Otra de las cosas que aprendí a los cincuenta años en terapia es que seguramente la falta de padre en mi infancia también contribuyó a mi rebeldía. Me tomó mucho tiempo aceptar al tío Ramón, como llamé siempre al hombre con quien Panchita se juntó cuando yo tenía alrededor de once años, y comprender que no podría haber tenido un padre mejor que él. Me di cuenta de eso cuando nació mi hija Paula y él cayó fulminado de amor por ella (el sentimiento fue mutuo) y vi por primera vez el lado tierno, sentimental y juguetón de ese padrastro a quien le había declarado la guerra.

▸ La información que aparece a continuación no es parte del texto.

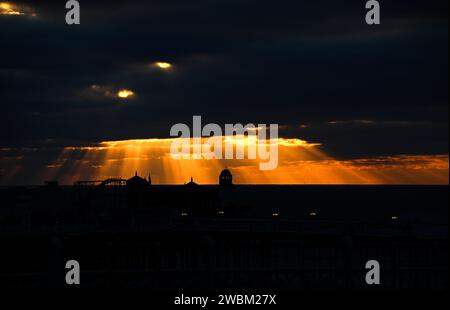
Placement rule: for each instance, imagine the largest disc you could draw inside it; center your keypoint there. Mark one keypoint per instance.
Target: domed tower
(226, 178)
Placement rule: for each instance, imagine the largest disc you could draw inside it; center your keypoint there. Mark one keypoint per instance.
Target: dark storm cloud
(287, 62)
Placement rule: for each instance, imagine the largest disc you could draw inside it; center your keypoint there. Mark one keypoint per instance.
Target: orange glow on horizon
(125, 93)
(300, 162)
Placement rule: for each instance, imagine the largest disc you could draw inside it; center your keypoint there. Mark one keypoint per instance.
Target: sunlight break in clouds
(8, 8)
(300, 162)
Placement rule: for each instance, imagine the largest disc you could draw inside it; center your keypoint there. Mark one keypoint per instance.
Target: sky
(369, 104)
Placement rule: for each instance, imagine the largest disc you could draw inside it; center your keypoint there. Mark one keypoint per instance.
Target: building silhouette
(134, 234)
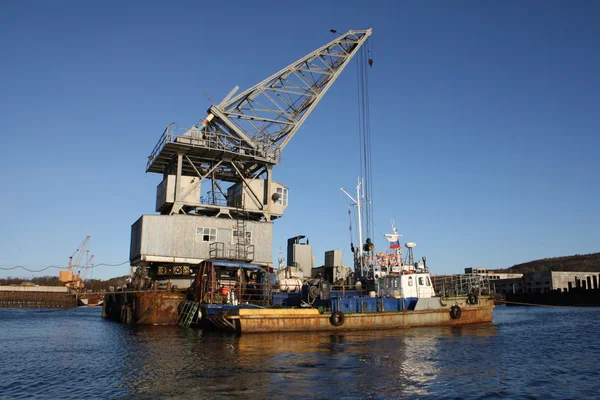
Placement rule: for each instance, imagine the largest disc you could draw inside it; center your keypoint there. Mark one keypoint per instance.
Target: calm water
(541, 353)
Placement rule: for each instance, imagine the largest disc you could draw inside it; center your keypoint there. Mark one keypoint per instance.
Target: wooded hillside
(576, 263)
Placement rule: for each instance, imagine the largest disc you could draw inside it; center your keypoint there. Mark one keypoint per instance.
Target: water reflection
(95, 358)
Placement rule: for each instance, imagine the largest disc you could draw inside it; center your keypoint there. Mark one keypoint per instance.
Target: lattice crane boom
(266, 116)
(80, 252)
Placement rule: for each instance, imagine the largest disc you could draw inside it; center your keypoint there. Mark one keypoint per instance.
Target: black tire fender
(337, 318)
(455, 312)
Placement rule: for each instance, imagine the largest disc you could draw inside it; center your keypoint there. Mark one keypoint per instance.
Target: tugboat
(389, 293)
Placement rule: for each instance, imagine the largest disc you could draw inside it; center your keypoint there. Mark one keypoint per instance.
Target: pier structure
(37, 297)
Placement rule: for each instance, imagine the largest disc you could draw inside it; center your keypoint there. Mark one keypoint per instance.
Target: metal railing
(218, 250)
(460, 285)
(209, 140)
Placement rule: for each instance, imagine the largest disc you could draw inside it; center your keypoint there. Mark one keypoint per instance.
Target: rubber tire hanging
(455, 312)
(337, 318)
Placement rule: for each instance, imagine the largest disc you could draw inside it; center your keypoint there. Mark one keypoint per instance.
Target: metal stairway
(187, 314)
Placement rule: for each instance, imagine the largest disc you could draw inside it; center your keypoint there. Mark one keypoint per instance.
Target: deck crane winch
(242, 138)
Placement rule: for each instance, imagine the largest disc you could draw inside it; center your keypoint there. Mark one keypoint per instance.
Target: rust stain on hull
(144, 308)
(362, 321)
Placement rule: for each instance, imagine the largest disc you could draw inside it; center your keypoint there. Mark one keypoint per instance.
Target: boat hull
(310, 320)
(143, 307)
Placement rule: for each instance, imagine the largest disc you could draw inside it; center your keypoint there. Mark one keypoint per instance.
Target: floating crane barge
(207, 257)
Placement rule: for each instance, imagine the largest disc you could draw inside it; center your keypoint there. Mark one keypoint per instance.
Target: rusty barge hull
(143, 307)
(310, 320)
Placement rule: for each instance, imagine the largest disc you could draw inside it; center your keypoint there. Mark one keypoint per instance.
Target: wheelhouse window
(206, 235)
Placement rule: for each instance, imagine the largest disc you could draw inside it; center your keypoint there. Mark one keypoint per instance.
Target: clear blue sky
(485, 119)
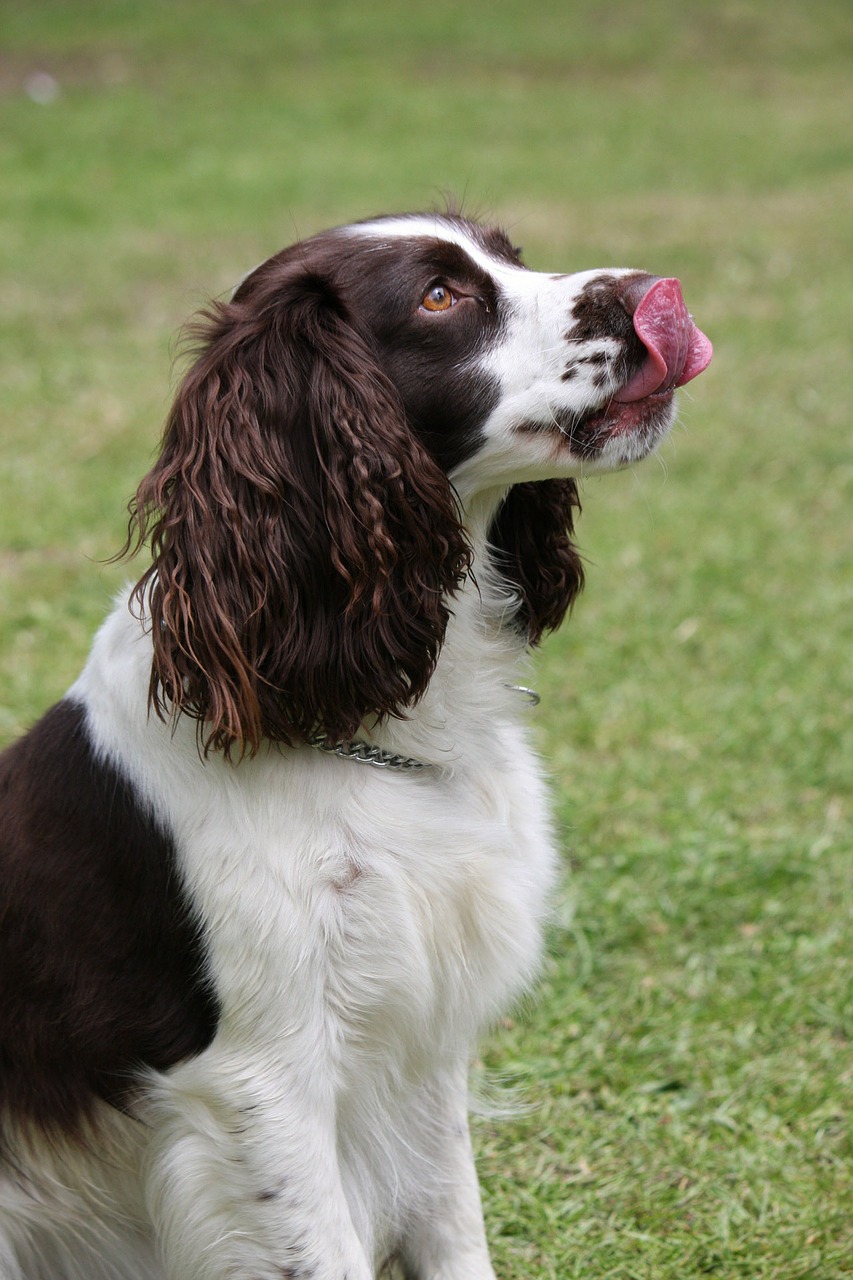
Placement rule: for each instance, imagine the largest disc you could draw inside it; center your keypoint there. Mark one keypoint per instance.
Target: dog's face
(509, 374)
(373, 408)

Pasé la adolescencia detestándolo y cuestionando su autoridad, pero como era un optimista invencible, ni cuenta se dio. Según él, yo siempre fui una hija ejemplar. El tío Ramón tenía tan mala memoria para lo negativo, que en su vejez me llamaba Angélica —mi segundo nombre— y me decía que durmiera de lado para no aplastar mis alas. Lo repitió hasta el final de sus días, cuando la demencia y el cansancio de vivir lo habían reducido a una sombra de quien fue.